Something else I have considered over the years: Jefferson wrote that “we hold these truths to be self evident…”
That’s very important, I believe.
Jefferson had a masterful command of the language and for him to invoke the words “self evident’ in this context means he intended to place the truths forming the foundation of this principle of equality beyond debate. They were settled; Were so clear that anyone could understand and recognize them.
As such, only after Jefferson had achieved the sublime with this principle of equality did he turn to listing the various grievances and abuses perpetrated by the British King and British presence in the colonies.
He called out the “usurpations” of the British government as including: preventing the colonies from beginning to govern themselves, obstructing the administration of justice, the keeping of standing armies in colonial homes, the cutting off of trade by the colonies with other nations and one we know well—”imposing taxes on us without our consent”—as well as the conscription (kidnapping) of men from the colonies on the “high seas” and then forcing them to take up arms against the new colonies.
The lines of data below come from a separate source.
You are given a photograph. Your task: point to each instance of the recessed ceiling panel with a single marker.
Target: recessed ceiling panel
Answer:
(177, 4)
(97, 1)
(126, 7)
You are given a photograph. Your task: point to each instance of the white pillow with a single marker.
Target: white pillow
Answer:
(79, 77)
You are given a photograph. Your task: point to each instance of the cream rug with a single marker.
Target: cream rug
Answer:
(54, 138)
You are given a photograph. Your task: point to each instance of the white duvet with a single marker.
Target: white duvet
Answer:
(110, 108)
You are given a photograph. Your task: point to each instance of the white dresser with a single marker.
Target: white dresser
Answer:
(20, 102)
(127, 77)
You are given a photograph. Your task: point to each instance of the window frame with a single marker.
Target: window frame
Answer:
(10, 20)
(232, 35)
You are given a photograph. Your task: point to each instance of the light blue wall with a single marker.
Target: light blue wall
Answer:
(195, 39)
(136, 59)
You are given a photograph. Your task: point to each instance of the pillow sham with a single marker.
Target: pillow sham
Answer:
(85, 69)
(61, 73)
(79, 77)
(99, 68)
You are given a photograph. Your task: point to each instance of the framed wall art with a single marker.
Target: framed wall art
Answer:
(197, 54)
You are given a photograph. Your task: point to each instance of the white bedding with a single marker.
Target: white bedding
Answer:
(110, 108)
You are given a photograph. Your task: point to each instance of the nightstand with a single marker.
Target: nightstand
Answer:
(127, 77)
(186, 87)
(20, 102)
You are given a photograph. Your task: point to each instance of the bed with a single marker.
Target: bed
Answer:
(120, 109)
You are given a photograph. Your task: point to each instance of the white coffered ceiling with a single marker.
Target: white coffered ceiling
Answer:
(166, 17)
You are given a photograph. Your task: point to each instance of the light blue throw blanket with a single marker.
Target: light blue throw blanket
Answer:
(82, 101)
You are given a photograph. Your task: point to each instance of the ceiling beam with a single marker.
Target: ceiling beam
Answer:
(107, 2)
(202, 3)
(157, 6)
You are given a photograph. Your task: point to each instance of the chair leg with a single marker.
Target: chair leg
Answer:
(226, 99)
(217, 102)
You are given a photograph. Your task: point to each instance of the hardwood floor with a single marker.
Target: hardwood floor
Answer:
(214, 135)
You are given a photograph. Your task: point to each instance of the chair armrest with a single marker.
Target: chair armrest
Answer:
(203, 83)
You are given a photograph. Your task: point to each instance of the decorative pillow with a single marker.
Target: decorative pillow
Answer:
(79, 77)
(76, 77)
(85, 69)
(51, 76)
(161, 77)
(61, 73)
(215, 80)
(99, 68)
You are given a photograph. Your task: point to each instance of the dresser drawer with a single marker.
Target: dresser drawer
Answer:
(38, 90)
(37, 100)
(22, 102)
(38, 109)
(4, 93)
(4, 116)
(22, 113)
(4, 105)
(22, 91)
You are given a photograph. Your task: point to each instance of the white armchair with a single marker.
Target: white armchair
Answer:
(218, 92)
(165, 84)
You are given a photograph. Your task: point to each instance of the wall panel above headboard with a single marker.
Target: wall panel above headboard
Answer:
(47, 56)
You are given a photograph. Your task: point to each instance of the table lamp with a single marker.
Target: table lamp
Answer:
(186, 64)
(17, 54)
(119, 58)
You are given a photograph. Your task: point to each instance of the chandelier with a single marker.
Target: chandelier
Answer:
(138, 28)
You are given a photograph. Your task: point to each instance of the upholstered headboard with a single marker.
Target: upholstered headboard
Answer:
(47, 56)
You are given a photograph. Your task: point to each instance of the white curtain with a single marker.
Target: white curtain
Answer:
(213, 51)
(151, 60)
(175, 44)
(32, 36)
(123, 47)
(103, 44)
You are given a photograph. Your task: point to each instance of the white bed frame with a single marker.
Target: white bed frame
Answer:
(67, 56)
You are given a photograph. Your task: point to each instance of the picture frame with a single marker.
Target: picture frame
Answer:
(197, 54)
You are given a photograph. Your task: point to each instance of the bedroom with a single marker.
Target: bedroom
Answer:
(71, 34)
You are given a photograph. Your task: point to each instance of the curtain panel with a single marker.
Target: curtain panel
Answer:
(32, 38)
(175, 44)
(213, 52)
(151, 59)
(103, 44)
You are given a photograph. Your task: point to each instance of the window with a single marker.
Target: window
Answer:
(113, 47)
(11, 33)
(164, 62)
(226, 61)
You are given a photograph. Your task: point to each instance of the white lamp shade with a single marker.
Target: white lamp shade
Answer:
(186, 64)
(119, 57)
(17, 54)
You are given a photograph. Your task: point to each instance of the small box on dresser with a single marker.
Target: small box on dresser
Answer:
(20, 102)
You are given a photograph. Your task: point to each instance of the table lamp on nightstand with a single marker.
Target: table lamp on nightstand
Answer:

How did Jefferson conclude his work?
With a powerful simplicity, invoking (again) the help and blessing of God:
“And for the support of this Declaration, with a firm Reliance on the Protection of divine Providence, we mutually pledge to each other our Lives, our Fortunes, and our sacred Honor.”
I close by noting that when the 56 signers of the Declaration of Independence inscribed their signatures on that document, each knew they were committing treason against the British Crown.
Historians have determined that some of the signers were imprisoned and treated as “high value prisoners,” while others, who enjoyed great wealth in their prime, died penniless. Five signers were captured by the British and brutally tortured as traitors. Nine fought in the War for Independence and died from wounds or from hardships they suffered. Two lost their sons in the Continental Army. Another two had sons captured. At least a dozen of the fifty-six had their homes pillaged and burned. (PBS Newshour, July 4, 2012); (Michael W. Smith, July 4, 2015)
It is in remembrance of this great courage and sacrifice that we celebrate the 4th of July.
Long may we live lives worthy of the blood, sweat, tears and lives that were willingly placed on our behalf on the Altar of Liberty.
Happy 4th of July!
(Royal Alexander was a staff member to the late U.S. Representative Clyde C. Holloway of Louisiana’s 8th congressional district, since disbanded, who also served as chairman of the Louisiana Public Service Commission. He was also a member of the Republican State Central Committee of Louisiana from 2008-2012. He is an attorney.)